Why Digital Health Apps Won’t Save Us

A Digital Health App Won’t Help You Get Fitter, Live Longer, and Sleep Better

Touted as the ultimate fitness app, the Fitbit is a marriage of digital health with wearable technology. The device and app sold by the millions. Turns out that Fitbit‘s heart rate tracking is dangerously inaccurate.  Fitbit is meant to help you track sleep, measure activity throughout the day, give you notifications to workout, etc.

This is an emerging trend. I closely follow Rock Health, a venture fund dedicated to digital health. Each week, its newsletter mentions funding deals in the digital health space. Massive amounts of capital are allocated to companies where technology trumps common sense.

The premise behind these companies is that digital technologies will help us fix our health. However, I would like to argue that this is not the case. If Peter Thiel were to ask me his contrarian question, “What important truth do very few people agree with you on?“, I would say that the premise behind most digital health companies is misguided. Technology will not help us save ourselves (at least in this case).

Why?

I’ve spent the last 3 years reading hundreds of medical journals in my spare time, and trying to make sense of how we can live longer, healthier, and fuller lives. I’ve spoken with hundreds of doctors, nutritionists, public health officials, and professors in related fields. I started writing in this space late last year, and got a lot more involved in this field by leading the Outreach team at NutritionFacts.org this year.

What has come up repeatedly is the importance of education, and people carefully curating their social, emotional, and mental lives to support their growth. Health is a game of changing the mindset of people, and apps are not designed to change mindsets. They’re designed to be addictive. Tracking sleep is pretty useless unless we address what’s keeping us up at night.

When a technology tool helps us reconnect to that old-fashioned sense of curating our lives, then we can change. Otherwise, a Fitbit used to make you fit makes as much sense as a Californian touting their environmentalism by driving an electric car, but using a dryer for their clothes instead of drying it in the sun: a useful illusion.
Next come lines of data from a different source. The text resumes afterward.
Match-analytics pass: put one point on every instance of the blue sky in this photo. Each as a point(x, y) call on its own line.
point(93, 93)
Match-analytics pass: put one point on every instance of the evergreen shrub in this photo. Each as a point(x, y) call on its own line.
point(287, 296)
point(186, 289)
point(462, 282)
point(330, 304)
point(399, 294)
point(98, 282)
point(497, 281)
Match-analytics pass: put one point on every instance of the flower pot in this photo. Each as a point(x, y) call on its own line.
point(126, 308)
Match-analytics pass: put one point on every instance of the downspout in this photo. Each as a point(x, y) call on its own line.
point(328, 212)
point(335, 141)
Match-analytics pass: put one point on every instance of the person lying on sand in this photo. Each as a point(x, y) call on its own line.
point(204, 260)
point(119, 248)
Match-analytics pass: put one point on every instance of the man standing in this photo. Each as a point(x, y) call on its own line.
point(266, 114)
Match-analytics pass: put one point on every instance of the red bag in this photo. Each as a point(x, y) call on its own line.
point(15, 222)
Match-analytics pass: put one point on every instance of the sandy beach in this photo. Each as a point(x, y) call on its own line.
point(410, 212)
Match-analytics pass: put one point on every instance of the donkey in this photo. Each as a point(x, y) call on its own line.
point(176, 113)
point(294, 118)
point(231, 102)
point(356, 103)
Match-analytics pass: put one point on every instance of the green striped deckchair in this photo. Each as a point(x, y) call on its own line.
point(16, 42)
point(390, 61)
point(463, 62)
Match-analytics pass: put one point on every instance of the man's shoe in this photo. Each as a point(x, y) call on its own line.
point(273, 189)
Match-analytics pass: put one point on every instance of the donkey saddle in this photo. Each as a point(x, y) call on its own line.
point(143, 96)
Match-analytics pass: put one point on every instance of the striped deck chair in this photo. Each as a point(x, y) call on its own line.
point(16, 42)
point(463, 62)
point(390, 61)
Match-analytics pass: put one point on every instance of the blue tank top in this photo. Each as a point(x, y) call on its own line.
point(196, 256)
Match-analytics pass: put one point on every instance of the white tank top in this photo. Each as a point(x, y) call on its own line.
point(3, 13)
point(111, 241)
We tend to use shopping as a means of relieving the anxiety in our lives. For many of us, shopping in a traditional mall has replaced shopping technology products. And if they’re “personal development” oriented, hey, it’s a good thing, right? Sadly not.

Life changes begin with a change in mind-set. There is no gadget or app that will accomplish this for you. There is hard work involved. It means quitting mindless consumption of media designed to keep you complacent. It means taking charge.

Markets and consumers live on the hype and bust cycle (yes, I know it’s called boom-and-bust cycle you Keynesians!). And while technology companies in this space can be highly valued, I do not agree with their worth. They may have the market caps, the sales, etc. But does it change a person’s life, even incrementally? Would the fittest Fitbit users have achieved their level of health even without the device and app? I would argue yes.

I would bet that an infinitesimally small number of companies in the digital health space actually create products that matter. Ginger.io and Omada Health comes to mind. Most on the other hand, are focused on allowing technology to trump common sense. Many will undoubtedly sell well and make their investors a tidy return, but by tapping into the public’s need to consume away their anxiety for health, giving them an illusion of better control.

What’s the alternative? The alternative is to change what we consume (for our bodies and our minds). The return on that investment will be astronomically higher.

This is somewhat ironic for me to write, as a person deeply interested in figuring out how digital health can change the world. In my recent grad school application, I wrote about this in depth. It seems like I’m criticizing an industry which I wish to impact.

Not so. I was mistaken a few years back when I wrote this post. I too fell into the trap of pursuing value from the market’s perspective compared to value in terms of how lives can be affected. Since 2013, my viewpoint has changed substantially. Ideas of space exploration, and rubbing shoulders with billionaires and celebrities had a glamour attached to it, but was far too superficial.

Instead, this decision to work in digital health is much different. I’m in it for the long haul: a lifetime. I see my work as tackling the harder problem of changing mindset, perception, and motivation by using technology. I dare say this work may be less profitable than marketing a “magic” app, but I will be satisfied with the value I create.